But if your thing is caligraphy, you might want to look into making nib holders.  Most caligraphers use dip pens rather than fountain pens - dip pens don't have reservoirs, and must be dipped into a bottle of ink.  Nib holders for dip pens are fairly simple in design, but do require both a nib (which purchased) and a small metal fitting to attach the nib to the holder.  In one configuration, that fitting is a cylindrical sleeve or ferrule that fits into the end of the turned handle - I think most people buy these, and they are very inexpensive.  The other configuration is a metal flange to hold the nib; I think most people who make nib holders with flanges make their own from sheets of brass.  For more information than you probably want to know,  Google 'Yoke Pen Company'.


----------



## magpens (Jun 15, 2020)

npenn said:


> I don't have any experience what so ever with penturning. I did a little bit of turning in high school but that was baseball bats and furniture parts.


OK


----------



## npenn (Jun 15, 2020)

Thank You all for the help.


----------



## kruger (Jul 26, 2020)

its_virgil said:


> Almost Every rollerball kit you have found also comes as a fountain pen. I favor the Dayacom juniors because of the better nib and feed assembly. They just seem to perform much better than others.
> Do a good turn daily!
> Don



hi,

where do you find these kits? Dayacom Junior..

Thanks

Norbert


----------



## DrD (Jul 26, 2020)

npenn said:


> I'm sorry if this has been posted before.
> 
> I’m looking at beginning to make my own pens. I love fountain pens and I’m looking for a hobby. Pen turning will hopefully grab and keep my attention.
> A lot of the pen kits and things I see aren’t geared towards fountain pens, they are more towards regular roller balls. I will attempt those too but mainly wanting to focus on fountain calligraphy pens. Any information would be greatly accepted on how to make and where to find what I need for the process.

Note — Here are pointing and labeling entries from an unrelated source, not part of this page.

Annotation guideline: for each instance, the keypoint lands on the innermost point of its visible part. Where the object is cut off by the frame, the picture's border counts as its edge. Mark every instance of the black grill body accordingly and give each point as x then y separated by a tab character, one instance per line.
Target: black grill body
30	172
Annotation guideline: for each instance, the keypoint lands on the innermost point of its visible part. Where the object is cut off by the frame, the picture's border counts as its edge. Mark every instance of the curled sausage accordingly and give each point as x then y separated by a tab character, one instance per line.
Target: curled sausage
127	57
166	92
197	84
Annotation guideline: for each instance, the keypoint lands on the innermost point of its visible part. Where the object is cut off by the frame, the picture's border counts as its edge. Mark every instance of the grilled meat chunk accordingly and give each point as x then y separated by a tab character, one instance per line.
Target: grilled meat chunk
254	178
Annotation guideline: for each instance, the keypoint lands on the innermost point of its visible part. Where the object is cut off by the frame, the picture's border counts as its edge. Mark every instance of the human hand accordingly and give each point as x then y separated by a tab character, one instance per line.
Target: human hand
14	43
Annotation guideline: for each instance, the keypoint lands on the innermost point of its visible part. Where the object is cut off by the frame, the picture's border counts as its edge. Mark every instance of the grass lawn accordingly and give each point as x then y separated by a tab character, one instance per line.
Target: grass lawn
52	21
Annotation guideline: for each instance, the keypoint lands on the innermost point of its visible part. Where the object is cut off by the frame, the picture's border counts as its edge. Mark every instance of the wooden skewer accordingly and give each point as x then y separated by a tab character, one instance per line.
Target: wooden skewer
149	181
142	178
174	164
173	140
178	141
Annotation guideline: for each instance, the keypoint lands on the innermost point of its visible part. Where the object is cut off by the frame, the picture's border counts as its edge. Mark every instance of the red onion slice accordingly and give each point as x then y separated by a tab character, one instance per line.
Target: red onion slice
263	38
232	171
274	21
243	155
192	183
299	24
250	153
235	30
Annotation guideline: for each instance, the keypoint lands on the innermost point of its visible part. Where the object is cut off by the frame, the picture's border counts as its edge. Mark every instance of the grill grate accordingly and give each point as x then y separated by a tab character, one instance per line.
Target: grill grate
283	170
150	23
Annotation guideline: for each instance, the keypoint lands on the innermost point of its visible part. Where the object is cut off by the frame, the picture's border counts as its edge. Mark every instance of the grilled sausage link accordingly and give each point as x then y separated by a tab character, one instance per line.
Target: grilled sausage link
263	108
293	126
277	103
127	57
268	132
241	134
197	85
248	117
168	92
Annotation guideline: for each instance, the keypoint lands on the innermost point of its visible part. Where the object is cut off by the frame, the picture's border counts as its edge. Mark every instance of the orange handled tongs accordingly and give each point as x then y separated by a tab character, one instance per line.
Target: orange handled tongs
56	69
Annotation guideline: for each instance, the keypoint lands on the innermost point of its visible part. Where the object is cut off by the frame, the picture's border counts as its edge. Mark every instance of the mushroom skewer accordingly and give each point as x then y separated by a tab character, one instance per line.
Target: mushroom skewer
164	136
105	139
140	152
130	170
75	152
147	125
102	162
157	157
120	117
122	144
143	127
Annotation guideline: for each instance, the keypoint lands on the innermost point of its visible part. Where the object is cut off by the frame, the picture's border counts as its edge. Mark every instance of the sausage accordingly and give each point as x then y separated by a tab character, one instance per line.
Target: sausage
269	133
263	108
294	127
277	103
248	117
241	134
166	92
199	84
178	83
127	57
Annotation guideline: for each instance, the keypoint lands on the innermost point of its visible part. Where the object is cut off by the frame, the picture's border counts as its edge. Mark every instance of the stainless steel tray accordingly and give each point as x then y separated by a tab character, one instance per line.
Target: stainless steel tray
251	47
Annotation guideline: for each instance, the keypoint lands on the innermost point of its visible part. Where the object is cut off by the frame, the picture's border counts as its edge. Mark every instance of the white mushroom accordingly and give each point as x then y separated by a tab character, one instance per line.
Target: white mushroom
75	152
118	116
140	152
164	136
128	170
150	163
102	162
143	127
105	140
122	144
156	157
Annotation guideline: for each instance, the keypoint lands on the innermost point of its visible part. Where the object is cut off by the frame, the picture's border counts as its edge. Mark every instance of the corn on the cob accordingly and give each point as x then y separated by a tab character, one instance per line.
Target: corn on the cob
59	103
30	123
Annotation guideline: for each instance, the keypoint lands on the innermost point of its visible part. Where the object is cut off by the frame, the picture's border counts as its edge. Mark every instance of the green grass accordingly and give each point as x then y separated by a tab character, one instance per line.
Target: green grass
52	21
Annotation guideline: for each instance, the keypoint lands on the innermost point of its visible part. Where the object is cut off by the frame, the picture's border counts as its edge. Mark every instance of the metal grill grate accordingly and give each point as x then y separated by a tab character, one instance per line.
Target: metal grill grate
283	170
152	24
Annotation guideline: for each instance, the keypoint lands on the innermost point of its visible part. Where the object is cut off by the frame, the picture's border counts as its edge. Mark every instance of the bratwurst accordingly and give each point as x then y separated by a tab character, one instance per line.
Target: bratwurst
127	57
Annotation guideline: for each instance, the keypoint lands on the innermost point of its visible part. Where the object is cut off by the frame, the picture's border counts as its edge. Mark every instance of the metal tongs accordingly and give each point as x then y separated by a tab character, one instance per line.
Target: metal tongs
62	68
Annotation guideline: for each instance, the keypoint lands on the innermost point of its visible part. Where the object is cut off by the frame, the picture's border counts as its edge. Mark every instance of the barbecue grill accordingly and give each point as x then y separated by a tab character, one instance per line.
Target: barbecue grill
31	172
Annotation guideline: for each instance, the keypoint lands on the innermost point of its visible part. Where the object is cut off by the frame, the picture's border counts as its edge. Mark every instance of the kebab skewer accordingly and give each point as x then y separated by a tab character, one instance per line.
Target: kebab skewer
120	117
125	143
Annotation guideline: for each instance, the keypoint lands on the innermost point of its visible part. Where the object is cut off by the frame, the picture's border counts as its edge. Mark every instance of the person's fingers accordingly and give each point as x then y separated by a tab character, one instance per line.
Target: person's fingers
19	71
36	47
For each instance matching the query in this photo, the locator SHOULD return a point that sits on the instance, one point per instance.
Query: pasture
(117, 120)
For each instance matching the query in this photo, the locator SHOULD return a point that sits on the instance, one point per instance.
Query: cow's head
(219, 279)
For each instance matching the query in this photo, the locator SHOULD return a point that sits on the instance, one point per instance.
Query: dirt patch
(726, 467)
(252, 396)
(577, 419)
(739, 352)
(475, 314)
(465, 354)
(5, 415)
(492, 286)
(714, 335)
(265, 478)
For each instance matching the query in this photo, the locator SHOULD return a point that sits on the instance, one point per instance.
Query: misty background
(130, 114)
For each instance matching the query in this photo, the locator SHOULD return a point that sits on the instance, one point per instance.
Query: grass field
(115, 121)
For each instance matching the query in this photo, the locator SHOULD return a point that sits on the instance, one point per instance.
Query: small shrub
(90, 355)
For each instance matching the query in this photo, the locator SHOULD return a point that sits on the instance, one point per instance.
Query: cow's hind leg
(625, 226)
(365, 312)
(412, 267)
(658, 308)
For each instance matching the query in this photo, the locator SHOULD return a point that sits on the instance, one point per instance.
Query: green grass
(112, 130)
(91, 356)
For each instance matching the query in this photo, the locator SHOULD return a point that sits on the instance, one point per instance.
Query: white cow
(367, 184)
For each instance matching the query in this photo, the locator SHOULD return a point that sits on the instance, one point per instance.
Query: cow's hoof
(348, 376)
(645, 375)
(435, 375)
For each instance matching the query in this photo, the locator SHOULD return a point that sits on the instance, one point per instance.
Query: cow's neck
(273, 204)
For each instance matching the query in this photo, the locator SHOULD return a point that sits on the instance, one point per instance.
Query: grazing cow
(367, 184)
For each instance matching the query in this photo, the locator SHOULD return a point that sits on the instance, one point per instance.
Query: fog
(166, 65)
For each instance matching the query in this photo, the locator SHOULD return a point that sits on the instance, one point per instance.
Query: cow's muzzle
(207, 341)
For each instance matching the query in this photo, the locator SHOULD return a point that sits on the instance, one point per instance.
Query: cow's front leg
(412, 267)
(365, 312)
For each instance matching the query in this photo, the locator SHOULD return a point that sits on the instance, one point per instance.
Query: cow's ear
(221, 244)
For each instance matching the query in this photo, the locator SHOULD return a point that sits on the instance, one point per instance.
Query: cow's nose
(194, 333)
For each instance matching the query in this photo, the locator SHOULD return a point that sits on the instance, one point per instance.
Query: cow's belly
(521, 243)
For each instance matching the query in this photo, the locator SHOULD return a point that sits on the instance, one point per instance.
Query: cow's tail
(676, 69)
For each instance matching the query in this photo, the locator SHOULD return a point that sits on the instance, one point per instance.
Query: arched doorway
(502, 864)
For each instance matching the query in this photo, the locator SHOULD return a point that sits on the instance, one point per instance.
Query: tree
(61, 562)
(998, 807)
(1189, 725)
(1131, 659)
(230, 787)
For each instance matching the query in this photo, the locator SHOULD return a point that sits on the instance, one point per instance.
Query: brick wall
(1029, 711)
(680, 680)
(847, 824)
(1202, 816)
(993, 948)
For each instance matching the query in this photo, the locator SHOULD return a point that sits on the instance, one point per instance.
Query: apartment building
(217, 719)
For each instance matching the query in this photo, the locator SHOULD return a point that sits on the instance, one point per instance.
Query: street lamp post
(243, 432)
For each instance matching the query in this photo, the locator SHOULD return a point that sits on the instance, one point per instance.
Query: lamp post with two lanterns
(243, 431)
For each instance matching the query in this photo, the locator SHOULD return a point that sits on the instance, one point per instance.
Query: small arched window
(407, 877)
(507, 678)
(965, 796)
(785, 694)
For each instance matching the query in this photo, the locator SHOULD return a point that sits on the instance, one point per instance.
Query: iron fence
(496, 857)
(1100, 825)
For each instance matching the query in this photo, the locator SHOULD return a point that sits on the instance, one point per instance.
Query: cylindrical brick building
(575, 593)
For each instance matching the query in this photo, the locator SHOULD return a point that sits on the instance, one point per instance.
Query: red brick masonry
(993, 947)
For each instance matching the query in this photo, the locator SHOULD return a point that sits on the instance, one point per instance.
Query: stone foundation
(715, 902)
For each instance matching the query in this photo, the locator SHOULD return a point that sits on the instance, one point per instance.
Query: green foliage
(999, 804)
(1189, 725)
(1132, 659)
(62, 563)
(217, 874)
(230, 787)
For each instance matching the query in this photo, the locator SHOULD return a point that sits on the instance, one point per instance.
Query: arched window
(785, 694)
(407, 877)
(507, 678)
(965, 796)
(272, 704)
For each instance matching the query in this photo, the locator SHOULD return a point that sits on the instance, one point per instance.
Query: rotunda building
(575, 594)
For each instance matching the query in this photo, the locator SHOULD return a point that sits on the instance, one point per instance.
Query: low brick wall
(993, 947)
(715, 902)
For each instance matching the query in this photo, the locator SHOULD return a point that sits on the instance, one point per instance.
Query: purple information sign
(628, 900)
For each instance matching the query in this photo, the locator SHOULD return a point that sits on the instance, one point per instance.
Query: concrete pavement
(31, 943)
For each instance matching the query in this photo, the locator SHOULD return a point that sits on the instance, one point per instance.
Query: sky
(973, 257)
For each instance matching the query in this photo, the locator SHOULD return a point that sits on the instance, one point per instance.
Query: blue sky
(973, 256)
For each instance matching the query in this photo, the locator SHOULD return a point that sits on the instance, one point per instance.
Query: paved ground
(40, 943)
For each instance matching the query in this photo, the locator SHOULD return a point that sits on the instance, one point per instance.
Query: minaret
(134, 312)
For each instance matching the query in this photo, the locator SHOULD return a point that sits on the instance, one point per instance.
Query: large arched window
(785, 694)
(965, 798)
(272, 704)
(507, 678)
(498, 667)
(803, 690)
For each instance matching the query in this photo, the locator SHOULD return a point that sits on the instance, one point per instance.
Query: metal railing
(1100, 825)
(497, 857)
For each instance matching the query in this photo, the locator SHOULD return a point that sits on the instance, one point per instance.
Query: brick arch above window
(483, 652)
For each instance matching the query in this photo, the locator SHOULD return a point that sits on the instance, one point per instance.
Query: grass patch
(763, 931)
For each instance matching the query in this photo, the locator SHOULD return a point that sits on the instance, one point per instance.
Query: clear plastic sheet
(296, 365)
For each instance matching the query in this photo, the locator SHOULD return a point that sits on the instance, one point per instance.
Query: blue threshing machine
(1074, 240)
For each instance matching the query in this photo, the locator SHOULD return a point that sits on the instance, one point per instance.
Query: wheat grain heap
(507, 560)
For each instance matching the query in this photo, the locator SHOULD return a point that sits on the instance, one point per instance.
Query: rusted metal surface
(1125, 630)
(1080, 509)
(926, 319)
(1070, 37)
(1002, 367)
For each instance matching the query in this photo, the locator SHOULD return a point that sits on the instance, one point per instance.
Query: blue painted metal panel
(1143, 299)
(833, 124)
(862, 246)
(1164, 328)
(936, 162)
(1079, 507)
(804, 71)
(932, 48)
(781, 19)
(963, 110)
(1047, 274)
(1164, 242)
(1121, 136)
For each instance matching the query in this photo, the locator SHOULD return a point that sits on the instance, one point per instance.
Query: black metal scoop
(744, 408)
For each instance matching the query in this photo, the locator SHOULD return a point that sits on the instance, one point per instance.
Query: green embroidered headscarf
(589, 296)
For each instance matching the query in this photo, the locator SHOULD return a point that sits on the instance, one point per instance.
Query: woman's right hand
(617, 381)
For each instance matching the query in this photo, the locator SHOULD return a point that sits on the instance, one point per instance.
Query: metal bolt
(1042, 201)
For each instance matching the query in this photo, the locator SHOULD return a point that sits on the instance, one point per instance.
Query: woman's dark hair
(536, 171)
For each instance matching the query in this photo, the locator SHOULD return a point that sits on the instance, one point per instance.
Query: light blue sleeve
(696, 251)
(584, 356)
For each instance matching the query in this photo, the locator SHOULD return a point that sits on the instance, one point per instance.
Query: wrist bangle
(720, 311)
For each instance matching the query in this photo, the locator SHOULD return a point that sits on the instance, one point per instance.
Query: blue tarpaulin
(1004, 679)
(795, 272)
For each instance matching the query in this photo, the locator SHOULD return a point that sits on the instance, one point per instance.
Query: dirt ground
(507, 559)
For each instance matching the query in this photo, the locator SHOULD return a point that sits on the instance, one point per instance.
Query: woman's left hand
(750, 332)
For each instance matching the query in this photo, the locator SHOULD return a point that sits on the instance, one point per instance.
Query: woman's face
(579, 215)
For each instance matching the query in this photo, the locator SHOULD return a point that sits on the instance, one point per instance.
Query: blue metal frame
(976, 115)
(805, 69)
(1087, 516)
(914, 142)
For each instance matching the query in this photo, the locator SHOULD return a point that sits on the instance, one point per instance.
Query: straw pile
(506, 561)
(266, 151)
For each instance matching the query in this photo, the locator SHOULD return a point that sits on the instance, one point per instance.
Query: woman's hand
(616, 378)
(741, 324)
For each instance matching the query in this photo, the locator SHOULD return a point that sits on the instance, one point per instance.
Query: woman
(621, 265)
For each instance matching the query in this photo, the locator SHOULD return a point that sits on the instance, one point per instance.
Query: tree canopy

Bonjour ma chère, we gonna pass a good time, no!  Love Louisiana and love LSU.  There is good advice above; I second most of what has been said.   

 I got into turning pens because of my fascination with fountain pens, and have been making them for 20+ years.  First, let me assure you there are any number of really good fountain pen kits out there.  The top of the line, in my estimation, is the Mistral from Beaumont inks - a really great nib, and if you deal directly with Beaumont (they are in England, but just send email, that's what I do) you can go crazy with their nib selection.  Next up would be the Jr series (Jr Gent, Jr Retro, etc, etc) by Dayacom; these are Asian and are available from a host of suppliers - I like Exotic Blanks and Arizona Silhouette - then my old stand-bys, the BHW El Grande and Churchill kits (Asian as well).  There's lots more going from $100+ to less than $100 per kit.

The next thing I would suggest is to learn at least the basics of fine tuning a nib.  Lots of helpful videos on the net.  You'll need some brass shims, some MicroMesh abrasive, and believe it or not, a brown grocery bag.  Using the MicroMesh tou can custom turn a nib to suit a right handed person, a left handed person, someone who wants a semi calligraphic nib etc.

Then, you need to know - so you can explain to buyers - the ins and outs of fountain pen maintenance.

Have a blast!  And welcome to the black hole.


----------